Personal information
- Date of birth: 31 May 1989 (age 35)
- Place of birth: Finland

Team information
- Current team: LAFC (head of strength & conditioning)

College career
- Years: Team / Apps / (Gls)
- 2009–2013: Averett University

Managerial career
- 2013: San Jose Earthquakes (fitness coach)
- 2015–2016: Sevilla (fitness coach)
- 2017–2020: HJK (fitness coach)
- 2021–2022: Fortaleza (head of conditioning)
- 2021–2022: Fortaleza (assistant)
- 2022–: LAFC (head of strength & conditioning)

= Anton Matinlauri =

Finnish football coach (born 1989)

Anton Matinlauri (born 31 May 1989) is a Finnish professional football coach. He is currently coaching in Major League Soccer side LAFC as the head of strength and conditioning.

==Career==
Matinlauri played football and graduated from the Averett University in Danville, Virginia. After working for the MLS club San Jose Earthquakes, Matinlauri moved to Spain to study the master's degree at the University of Murcia. During the 2015–16 season, he was the fitness coach of La Liga club Sevilla.

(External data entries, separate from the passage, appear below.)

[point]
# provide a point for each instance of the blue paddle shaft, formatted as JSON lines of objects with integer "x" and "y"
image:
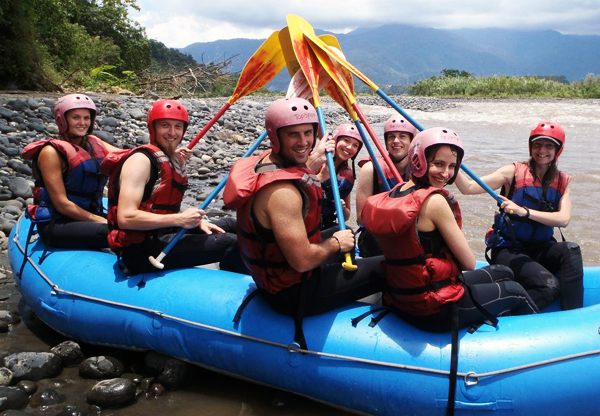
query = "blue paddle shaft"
{"x": 214, "y": 193}
{"x": 386, "y": 185}
{"x": 334, "y": 184}
{"x": 463, "y": 167}
{"x": 481, "y": 183}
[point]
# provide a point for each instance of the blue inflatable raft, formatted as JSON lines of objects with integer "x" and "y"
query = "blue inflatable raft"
{"x": 546, "y": 364}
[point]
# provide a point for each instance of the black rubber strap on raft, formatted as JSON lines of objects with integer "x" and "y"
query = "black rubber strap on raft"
{"x": 355, "y": 321}
{"x": 375, "y": 320}
{"x": 453, "y": 363}
{"x": 245, "y": 302}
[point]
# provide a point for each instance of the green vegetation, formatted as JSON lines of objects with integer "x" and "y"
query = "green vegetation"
{"x": 455, "y": 83}
{"x": 54, "y": 45}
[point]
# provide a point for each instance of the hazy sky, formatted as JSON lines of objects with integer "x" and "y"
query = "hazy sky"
{"x": 179, "y": 23}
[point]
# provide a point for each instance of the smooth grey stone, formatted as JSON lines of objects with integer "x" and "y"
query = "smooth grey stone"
{"x": 12, "y": 398}
{"x": 101, "y": 368}
{"x": 5, "y": 376}
{"x": 46, "y": 397}
{"x": 20, "y": 187}
{"x": 33, "y": 365}
{"x": 112, "y": 393}
{"x": 69, "y": 352}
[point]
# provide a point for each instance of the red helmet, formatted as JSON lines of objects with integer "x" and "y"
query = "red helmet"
{"x": 551, "y": 131}
{"x": 351, "y": 131}
{"x": 73, "y": 102}
{"x": 289, "y": 112}
{"x": 170, "y": 109}
{"x": 398, "y": 123}
{"x": 427, "y": 138}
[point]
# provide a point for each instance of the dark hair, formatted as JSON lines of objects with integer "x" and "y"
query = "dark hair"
{"x": 430, "y": 152}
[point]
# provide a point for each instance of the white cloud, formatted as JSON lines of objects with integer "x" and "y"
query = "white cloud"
{"x": 178, "y": 23}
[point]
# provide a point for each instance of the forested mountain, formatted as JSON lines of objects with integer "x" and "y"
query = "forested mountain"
{"x": 402, "y": 54}
{"x": 55, "y": 44}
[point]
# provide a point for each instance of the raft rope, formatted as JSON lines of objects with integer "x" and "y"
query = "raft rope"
{"x": 470, "y": 379}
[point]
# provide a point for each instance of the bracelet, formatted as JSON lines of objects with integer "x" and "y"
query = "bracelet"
{"x": 339, "y": 245}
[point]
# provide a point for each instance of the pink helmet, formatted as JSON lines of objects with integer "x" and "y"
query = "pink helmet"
{"x": 427, "y": 138}
{"x": 551, "y": 131}
{"x": 170, "y": 109}
{"x": 398, "y": 123}
{"x": 351, "y": 131}
{"x": 73, "y": 102}
{"x": 289, "y": 112}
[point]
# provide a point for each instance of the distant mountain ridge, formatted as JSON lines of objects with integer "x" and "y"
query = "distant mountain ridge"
{"x": 398, "y": 54}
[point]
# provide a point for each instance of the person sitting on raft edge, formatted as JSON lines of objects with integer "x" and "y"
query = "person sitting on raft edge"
{"x": 145, "y": 193}
{"x": 67, "y": 207}
{"x": 278, "y": 201}
{"x": 419, "y": 226}
{"x": 397, "y": 135}
{"x": 537, "y": 198}
{"x": 348, "y": 143}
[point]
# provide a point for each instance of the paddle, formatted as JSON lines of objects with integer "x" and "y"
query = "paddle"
{"x": 302, "y": 90}
{"x": 323, "y": 49}
{"x": 310, "y": 68}
{"x": 327, "y": 63}
{"x": 156, "y": 262}
{"x": 261, "y": 68}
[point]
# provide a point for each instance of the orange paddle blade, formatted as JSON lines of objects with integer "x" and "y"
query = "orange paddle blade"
{"x": 261, "y": 68}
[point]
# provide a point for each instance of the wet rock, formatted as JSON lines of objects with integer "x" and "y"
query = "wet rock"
{"x": 136, "y": 378}
{"x": 157, "y": 390}
{"x": 13, "y": 412}
{"x": 138, "y": 113}
{"x": 112, "y": 393}
{"x": 33, "y": 365}
{"x": 27, "y": 386}
{"x": 5, "y": 376}
{"x": 12, "y": 398}
{"x": 101, "y": 368}
{"x": 11, "y": 317}
{"x": 69, "y": 352}
{"x": 171, "y": 371}
{"x": 46, "y": 397}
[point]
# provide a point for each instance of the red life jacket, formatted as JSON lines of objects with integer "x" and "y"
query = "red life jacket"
{"x": 269, "y": 268}
{"x": 418, "y": 283}
{"x": 389, "y": 176}
{"x": 84, "y": 184}
{"x": 165, "y": 198}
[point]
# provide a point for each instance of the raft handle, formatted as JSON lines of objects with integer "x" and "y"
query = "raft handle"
{"x": 294, "y": 347}
{"x": 471, "y": 379}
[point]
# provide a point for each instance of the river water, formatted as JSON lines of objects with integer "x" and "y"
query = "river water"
{"x": 494, "y": 133}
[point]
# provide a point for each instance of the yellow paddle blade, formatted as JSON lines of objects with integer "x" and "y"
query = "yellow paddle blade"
{"x": 323, "y": 46}
{"x": 261, "y": 68}
{"x": 288, "y": 51}
{"x": 308, "y": 62}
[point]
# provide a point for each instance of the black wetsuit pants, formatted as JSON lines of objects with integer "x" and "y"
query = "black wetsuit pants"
{"x": 67, "y": 233}
{"x": 546, "y": 271}
{"x": 194, "y": 249}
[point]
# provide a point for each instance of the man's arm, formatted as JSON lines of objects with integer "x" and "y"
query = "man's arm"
{"x": 134, "y": 177}
{"x": 279, "y": 207}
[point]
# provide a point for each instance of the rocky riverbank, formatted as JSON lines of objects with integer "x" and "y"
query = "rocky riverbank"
{"x": 58, "y": 377}
{"x": 121, "y": 121}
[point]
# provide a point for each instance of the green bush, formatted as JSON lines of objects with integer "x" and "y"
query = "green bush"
{"x": 455, "y": 85}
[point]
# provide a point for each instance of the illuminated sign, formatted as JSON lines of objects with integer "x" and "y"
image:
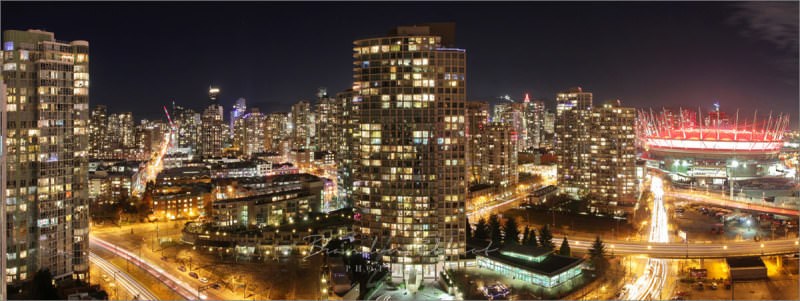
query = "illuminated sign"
{"x": 713, "y": 172}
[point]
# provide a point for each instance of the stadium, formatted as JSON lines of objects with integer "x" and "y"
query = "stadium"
{"x": 711, "y": 150}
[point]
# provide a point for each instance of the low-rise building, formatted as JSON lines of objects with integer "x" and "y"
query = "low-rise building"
{"x": 285, "y": 199}
{"x": 251, "y": 168}
{"x": 536, "y": 266}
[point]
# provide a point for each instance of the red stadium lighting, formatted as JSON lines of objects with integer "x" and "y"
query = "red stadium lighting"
{"x": 715, "y": 132}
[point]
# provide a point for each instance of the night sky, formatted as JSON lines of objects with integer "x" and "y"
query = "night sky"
{"x": 145, "y": 55}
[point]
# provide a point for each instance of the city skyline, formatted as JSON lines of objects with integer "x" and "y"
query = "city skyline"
{"x": 717, "y": 53}
{"x": 520, "y": 151}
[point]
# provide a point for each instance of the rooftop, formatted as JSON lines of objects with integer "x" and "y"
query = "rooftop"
{"x": 745, "y": 262}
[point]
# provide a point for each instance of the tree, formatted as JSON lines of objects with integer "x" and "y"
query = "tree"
{"x": 494, "y": 229}
{"x": 598, "y": 248}
{"x": 564, "y": 250}
{"x": 481, "y": 230}
{"x": 525, "y": 234}
{"x": 597, "y": 255}
{"x": 469, "y": 229}
{"x": 546, "y": 238}
{"x": 43, "y": 287}
{"x": 532, "y": 239}
{"x": 512, "y": 231}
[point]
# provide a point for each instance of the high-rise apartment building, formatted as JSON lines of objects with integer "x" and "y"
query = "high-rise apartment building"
{"x": 98, "y": 133}
{"x": 477, "y": 121}
{"x": 327, "y": 114}
{"x": 302, "y": 125}
{"x": 346, "y": 156}
{"x": 534, "y": 121}
{"x": 574, "y": 118}
{"x": 410, "y": 185}
{"x": 238, "y": 110}
{"x": 595, "y": 147}
{"x": 249, "y": 133}
{"x": 120, "y": 130}
{"x": 278, "y": 133}
{"x": 212, "y": 127}
{"x": 613, "y": 152}
{"x": 513, "y": 113}
{"x": 499, "y": 159}
{"x": 188, "y": 124}
{"x": 4, "y": 223}
{"x": 47, "y": 161}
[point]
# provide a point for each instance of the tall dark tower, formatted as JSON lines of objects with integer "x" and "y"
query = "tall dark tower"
{"x": 411, "y": 184}
{"x": 213, "y": 92}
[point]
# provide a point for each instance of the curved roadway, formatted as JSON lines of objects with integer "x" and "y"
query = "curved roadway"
{"x": 123, "y": 279}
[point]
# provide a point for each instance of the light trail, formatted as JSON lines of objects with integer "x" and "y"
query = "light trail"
{"x": 649, "y": 285}
{"x": 150, "y": 171}
{"x": 771, "y": 208}
{"x": 484, "y": 209}
{"x": 123, "y": 279}
{"x": 183, "y": 289}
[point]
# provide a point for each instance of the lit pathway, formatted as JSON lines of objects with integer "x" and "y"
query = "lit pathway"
{"x": 649, "y": 285}
{"x": 123, "y": 279}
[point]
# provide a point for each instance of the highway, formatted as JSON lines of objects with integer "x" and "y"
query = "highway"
{"x": 677, "y": 250}
{"x": 153, "y": 167}
{"x": 700, "y": 197}
{"x": 649, "y": 285}
{"x": 123, "y": 279}
{"x": 180, "y": 287}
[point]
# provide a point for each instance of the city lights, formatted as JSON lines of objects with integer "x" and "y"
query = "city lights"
{"x": 314, "y": 161}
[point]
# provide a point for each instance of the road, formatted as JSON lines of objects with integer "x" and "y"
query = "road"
{"x": 124, "y": 280}
{"x": 149, "y": 172}
{"x": 649, "y": 285}
{"x": 167, "y": 279}
{"x": 677, "y": 250}
{"x": 701, "y": 197}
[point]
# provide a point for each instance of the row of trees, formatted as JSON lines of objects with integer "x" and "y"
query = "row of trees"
{"x": 509, "y": 234}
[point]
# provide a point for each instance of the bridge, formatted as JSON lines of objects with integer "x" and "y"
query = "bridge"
{"x": 677, "y": 250}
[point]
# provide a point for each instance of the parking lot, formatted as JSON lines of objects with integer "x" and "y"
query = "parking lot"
{"x": 783, "y": 289}
{"x": 713, "y": 223}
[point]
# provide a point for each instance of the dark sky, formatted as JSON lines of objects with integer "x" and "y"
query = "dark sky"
{"x": 144, "y": 55}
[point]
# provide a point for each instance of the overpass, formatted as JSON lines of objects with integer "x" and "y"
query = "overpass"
{"x": 763, "y": 207}
{"x": 676, "y": 250}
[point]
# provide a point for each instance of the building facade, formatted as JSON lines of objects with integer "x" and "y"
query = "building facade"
{"x": 211, "y": 131}
{"x": 574, "y": 117}
{"x": 98, "y": 133}
{"x": 277, "y": 133}
{"x": 302, "y": 126}
{"x": 249, "y": 134}
{"x": 477, "y": 120}
{"x": 499, "y": 159}
{"x": 410, "y": 185}
{"x": 613, "y": 152}
{"x": 47, "y": 162}
{"x": 120, "y": 130}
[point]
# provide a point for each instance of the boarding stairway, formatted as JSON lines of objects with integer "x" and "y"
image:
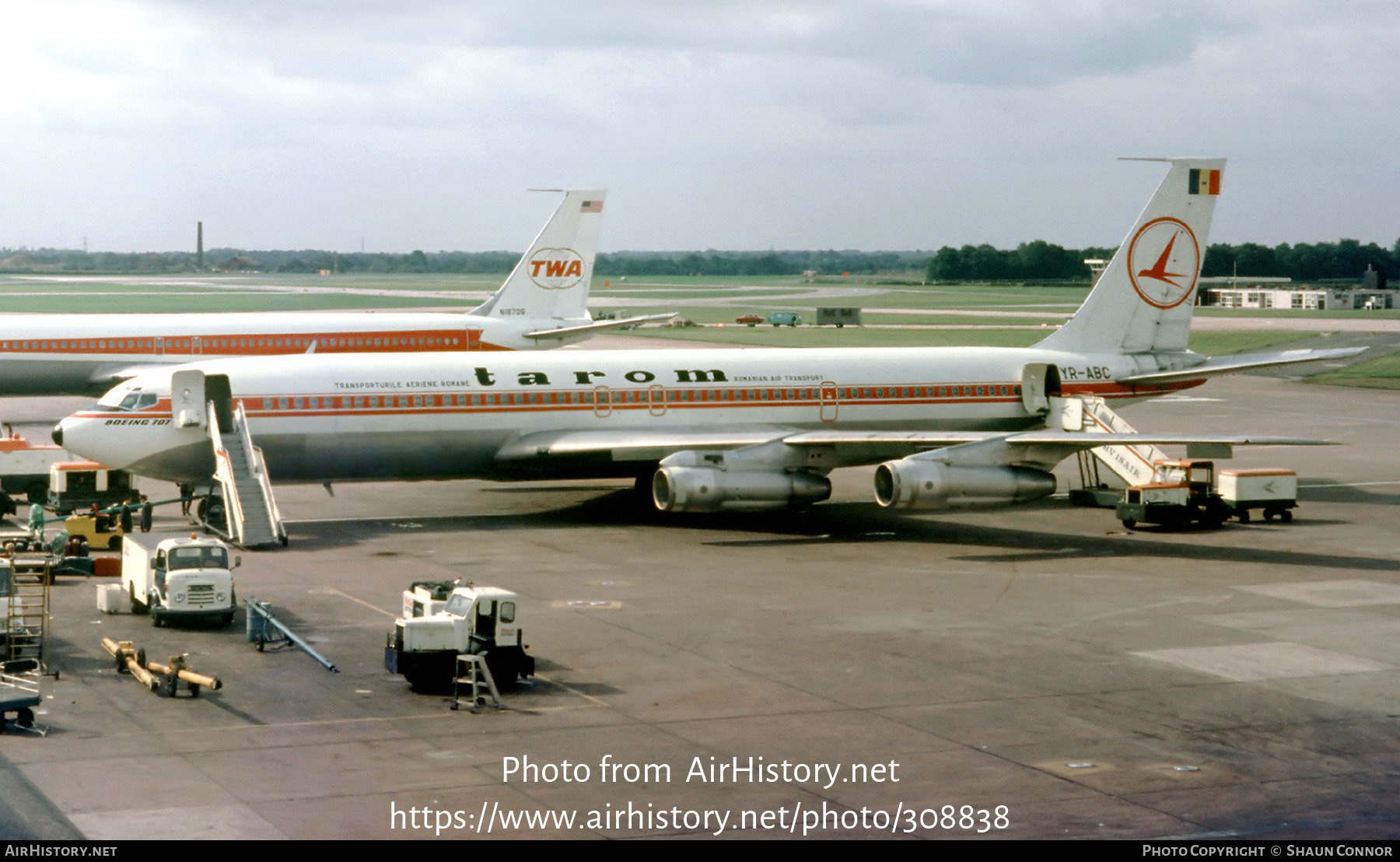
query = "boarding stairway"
{"x": 243, "y": 475}
{"x": 1130, "y": 464}
{"x": 24, "y": 590}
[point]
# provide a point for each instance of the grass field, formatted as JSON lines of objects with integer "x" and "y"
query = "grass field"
{"x": 1372, "y": 374}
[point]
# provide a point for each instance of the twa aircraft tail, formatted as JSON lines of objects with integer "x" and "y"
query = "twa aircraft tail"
{"x": 551, "y": 282}
{"x": 1143, "y": 301}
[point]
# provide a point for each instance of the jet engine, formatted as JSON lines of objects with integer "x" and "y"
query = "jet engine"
{"x": 677, "y": 489}
{"x": 931, "y": 485}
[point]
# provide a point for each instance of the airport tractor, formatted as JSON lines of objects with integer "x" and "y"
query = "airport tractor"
{"x": 444, "y": 618}
{"x": 177, "y": 578}
{"x": 1185, "y": 492}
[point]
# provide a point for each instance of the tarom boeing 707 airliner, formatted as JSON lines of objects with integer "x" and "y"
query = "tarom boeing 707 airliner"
{"x": 700, "y": 430}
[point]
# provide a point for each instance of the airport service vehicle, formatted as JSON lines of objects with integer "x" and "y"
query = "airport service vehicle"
{"x": 100, "y": 531}
{"x": 1182, "y": 492}
{"x": 1192, "y": 490}
{"x": 542, "y": 304}
{"x": 703, "y": 430}
{"x": 24, "y": 468}
{"x": 178, "y": 578}
{"x": 1270, "y": 489}
{"x": 79, "y": 485}
{"x": 443, "y": 618}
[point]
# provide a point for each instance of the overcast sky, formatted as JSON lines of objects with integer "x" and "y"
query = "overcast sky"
{"x": 727, "y": 124}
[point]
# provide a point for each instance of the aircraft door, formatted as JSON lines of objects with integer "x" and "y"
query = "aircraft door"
{"x": 188, "y": 398}
{"x": 829, "y": 402}
{"x": 1039, "y": 382}
{"x": 219, "y": 392}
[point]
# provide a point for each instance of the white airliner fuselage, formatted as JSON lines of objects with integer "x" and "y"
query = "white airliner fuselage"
{"x": 450, "y": 416}
{"x": 965, "y": 427}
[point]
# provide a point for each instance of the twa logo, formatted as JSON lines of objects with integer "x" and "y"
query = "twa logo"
{"x": 556, "y": 269}
{"x": 1164, "y": 261}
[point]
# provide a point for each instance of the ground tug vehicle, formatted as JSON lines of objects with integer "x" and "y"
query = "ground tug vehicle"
{"x": 174, "y": 578}
{"x": 1186, "y": 492}
{"x": 443, "y": 618}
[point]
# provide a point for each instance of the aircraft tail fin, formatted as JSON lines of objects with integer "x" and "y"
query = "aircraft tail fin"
{"x": 1144, "y": 299}
{"x": 552, "y": 280}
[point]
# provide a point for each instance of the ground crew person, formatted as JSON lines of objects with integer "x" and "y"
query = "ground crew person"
{"x": 37, "y": 521}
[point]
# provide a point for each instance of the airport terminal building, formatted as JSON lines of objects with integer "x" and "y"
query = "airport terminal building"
{"x": 1231, "y": 292}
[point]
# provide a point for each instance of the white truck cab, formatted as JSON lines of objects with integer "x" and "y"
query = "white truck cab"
{"x": 173, "y": 576}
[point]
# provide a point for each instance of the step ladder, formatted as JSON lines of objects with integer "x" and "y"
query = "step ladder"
{"x": 243, "y": 473}
{"x": 474, "y": 676}
{"x": 26, "y": 587}
{"x": 1091, "y": 413}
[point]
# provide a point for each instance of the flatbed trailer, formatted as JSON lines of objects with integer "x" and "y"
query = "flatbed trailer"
{"x": 20, "y": 693}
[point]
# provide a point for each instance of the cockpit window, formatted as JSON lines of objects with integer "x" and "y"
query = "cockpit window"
{"x": 138, "y": 401}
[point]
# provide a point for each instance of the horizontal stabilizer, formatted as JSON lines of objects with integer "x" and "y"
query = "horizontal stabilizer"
{"x": 567, "y": 332}
{"x": 1235, "y": 364}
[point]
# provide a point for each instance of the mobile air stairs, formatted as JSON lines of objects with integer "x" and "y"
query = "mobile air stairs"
{"x": 1130, "y": 464}
{"x": 250, "y": 508}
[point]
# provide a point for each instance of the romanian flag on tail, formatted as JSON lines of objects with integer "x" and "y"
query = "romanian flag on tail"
{"x": 1204, "y": 182}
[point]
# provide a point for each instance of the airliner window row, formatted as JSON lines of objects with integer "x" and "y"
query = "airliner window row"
{"x": 231, "y": 343}
{"x": 626, "y": 396}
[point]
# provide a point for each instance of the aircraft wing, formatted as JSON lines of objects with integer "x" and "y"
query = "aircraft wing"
{"x": 110, "y": 375}
{"x": 567, "y": 332}
{"x": 1235, "y": 364}
{"x": 850, "y": 448}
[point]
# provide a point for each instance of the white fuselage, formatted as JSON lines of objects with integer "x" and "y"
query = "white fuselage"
{"x": 439, "y": 416}
{"x": 84, "y": 354}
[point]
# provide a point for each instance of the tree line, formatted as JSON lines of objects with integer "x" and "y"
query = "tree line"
{"x": 1032, "y": 262}
{"x": 1346, "y": 259}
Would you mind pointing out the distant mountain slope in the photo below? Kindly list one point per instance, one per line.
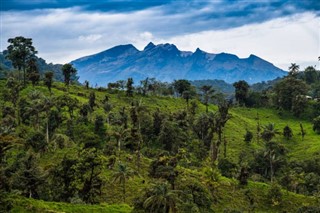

In October 2017, Matinlauri started working for HJK Helsinki as fitness coach. He left HJK after the 2020 season.

In January 2021, he moved to Colombia to join Fortaleza C.E.I.F. as the director for conditioning coaching, and additionally worked as an assistant coach of the team.

Since March 2022, Matinlauri has worked in the technical staff of MLS franchise Los Angeles FC, serving as the club's head of strength and conditioning.